By: Ron Hale
E. J. "Lucky" Baldwin and Santa Anita
The feature race at Santa Anita Park on March 10, 1997, was the 25th running of the $100,000-added Baldwin Stakes (Gr. III) for three-year olds at about six and one-half furlongs on the downhill turf course
The race is named for the legendary Elias Jackson Baldwin, known throughout the turf world at "Lucky" Baldwin, on whose former estate sits the present-day Santa Anita Park.
Baldwin was born on April 3, 1828 in Butler County, Ohio. He came to California in 1853 and proceeded to buy 8,000 acres in the San Gabriel Valley, east of Los Angeles. Before he was finished buying land, he owned 63,000 acres in what is now Arcadia and Monrovia.
Until his death in 1909, Baldwin bred and raced some of the best horses in the country and won nearly every major stakes race of that era. He won the American Derby at Washington Park -- then the most prestigious three-year-old race in the country -- four times: Volante (1885); Silver Cloud (1886); Emperor of Norfolk (1888); and Rey el Santa Anita (1894).
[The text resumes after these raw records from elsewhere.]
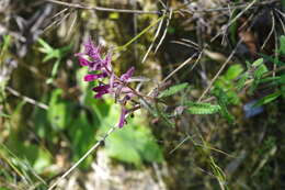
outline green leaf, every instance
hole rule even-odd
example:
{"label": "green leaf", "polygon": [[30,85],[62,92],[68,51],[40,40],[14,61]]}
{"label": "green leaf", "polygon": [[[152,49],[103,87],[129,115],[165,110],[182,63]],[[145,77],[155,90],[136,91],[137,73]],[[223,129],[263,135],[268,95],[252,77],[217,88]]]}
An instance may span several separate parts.
{"label": "green leaf", "polygon": [[213,114],[220,111],[220,105],[213,105],[210,103],[186,102],[186,105],[191,114]]}
{"label": "green leaf", "polygon": [[230,114],[230,112],[228,111],[228,108],[227,108],[230,104],[229,97],[221,88],[217,88],[217,87],[214,89],[213,93],[218,100],[218,104],[220,105],[221,115],[224,118],[226,118],[229,123],[232,123],[235,120],[235,116],[232,114]]}
{"label": "green leaf", "polygon": [[164,97],[173,96],[173,94],[180,92],[181,90],[183,90],[184,88],[186,88],[187,86],[189,86],[187,82],[172,86],[172,87],[170,87],[169,89],[162,91],[162,92],[159,94],[158,98],[164,98]]}
{"label": "green leaf", "polygon": [[254,70],[254,78],[260,79],[267,71],[269,71],[267,67],[264,64],[262,64],[256,68],[256,70]]}
{"label": "green leaf", "polygon": [[53,91],[47,112],[48,120],[56,131],[68,127],[68,123],[71,121],[70,110],[72,109],[68,101],[61,99],[61,89]]}
{"label": "green leaf", "polygon": [[[116,105],[113,105],[104,121],[117,123],[118,110]],[[110,127],[104,124],[100,128],[100,134],[105,134],[109,130]],[[128,123],[123,128],[112,133],[105,141],[105,148],[107,155],[112,158],[137,167],[141,166],[144,161],[163,161],[162,152],[150,128],[146,126],[145,119],[140,115],[135,115],[134,119],[128,120]]]}
{"label": "green leaf", "polygon": [[54,51],[54,48],[49,44],[47,44],[44,40],[38,38],[37,42],[42,45],[42,47],[39,48],[42,53],[48,54]]}
{"label": "green leaf", "polygon": [[271,93],[271,94],[269,94],[269,96],[266,96],[266,97],[263,97],[262,99],[260,99],[260,100],[254,104],[254,107],[260,107],[260,105],[270,103],[270,102],[274,101],[275,99],[277,99],[281,94],[282,94],[281,91],[276,91],[276,92]]}
{"label": "green leaf", "polygon": [[243,71],[243,68],[241,65],[232,65],[228,68],[226,72],[226,79],[227,80],[233,80],[236,79],[241,72]]}

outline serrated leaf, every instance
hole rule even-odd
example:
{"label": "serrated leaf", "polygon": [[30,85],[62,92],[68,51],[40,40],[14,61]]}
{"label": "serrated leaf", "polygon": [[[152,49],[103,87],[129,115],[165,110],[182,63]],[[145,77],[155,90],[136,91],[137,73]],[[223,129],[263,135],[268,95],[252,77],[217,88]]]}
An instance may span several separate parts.
{"label": "serrated leaf", "polygon": [[256,59],[255,62],[253,62],[252,67],[258,67],[258,66],[260,66],[261,64],[263,64],[263,58],[259,58],[259,59]]}
{"label": "serrated leaf", "polygon": [[256,70],[254,70],[254,78],[260,79],[267,71],[269,71],[267,67],[264,64],[262,64],[256,68]]}
{"label": "serrated leaf", "polygon": [[266,97],[263,97],[262,99],[260,99],[255,104],[254,107],[259,107],[259,105],[263,105],[263,104],[266,104],[266,103],[270,103],[272,102],[273,100],[277,99],[282,94],[281,91],[276,91],[274,93],[271,93]]}
{"label": "serrated leaf", "polygon": [[220,111],[219,105],[213,105],[210,103],[186,102],[186,105],[191,114],[213,114]]}
{"label": "serrated leaf", "polygon": [[225,77],[227,80],[233,80],[236,79],[241,72],[243,71],[243,68],[241,65],[232,65],[228,68]]}
{"label": "serrated leaf", "polygon": [[170,87],[169,89],[162,91],[162,92],[159,94],[158,98],[164,98],[164,97],[173,96],[173,94],[180,92],[181,90],[183,90],[184,88],[186,88],[187,86],[189,86],[187,82],[172,86],[172,87]]}

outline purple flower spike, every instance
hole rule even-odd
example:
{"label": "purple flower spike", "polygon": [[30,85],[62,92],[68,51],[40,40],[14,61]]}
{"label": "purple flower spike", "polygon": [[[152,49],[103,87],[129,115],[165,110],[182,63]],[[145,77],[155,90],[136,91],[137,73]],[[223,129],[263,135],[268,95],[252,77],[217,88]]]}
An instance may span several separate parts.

In the 1894 American Derby, Rey el Santa Anita handed the great Domino his first defeat.
Baldwin was among the first breeders in the country to stress speed over stamina -- something that is a trademark of California-bred Thoroughbreds to this day.
Probably his best horse and sire was Emperor of Norfolk, who carried Baldwin's famous black-and-red maltese cross silks to victory in 21 of 29 races. (Note: A large maltese cross from Baldwin's estate can now be seen just east of Seabiscuit Court in the grandstand gardens of Santa Anita Park. The names of many of Baldwin's stars are also listed there. Another note: The Norfolk Stakes [Gr. II] is now the major two-year-old stakes race at the Oak Tree at Santa Anita meeting.) After retirement from the racetrack, Emperor of Norfolk sired many major stakes winners.
In the final years of his life, Baldwin turned his attention to a project of which he had dreamed for years -- building the finest racetrack in the western United States. In December 1907, his dream came true with the opening of a 108-day winter meeting at Santa Anita, located on his estate, not far from his Arcadia home. (Note: This was old Santa Anita. New Santa Anita, located on Baldwin's former estate, was opened on Christmas Day 1934.) Old Santa Anita was a success, joining the other Los Angeles-area racetrack of the time, Ascot Park, which was located four miles south of the downtown L.A. business center.
In a sad coincidence of history, Emperor of Norfolk, Baldwin's great runner and sire, died in his stall on the evening of opening day at old Santa Anita. Baldwin, himself, died of pneumonia, at age 81, in January 1909. He was buried in a San Francisco cemetery next to the body of his first wife.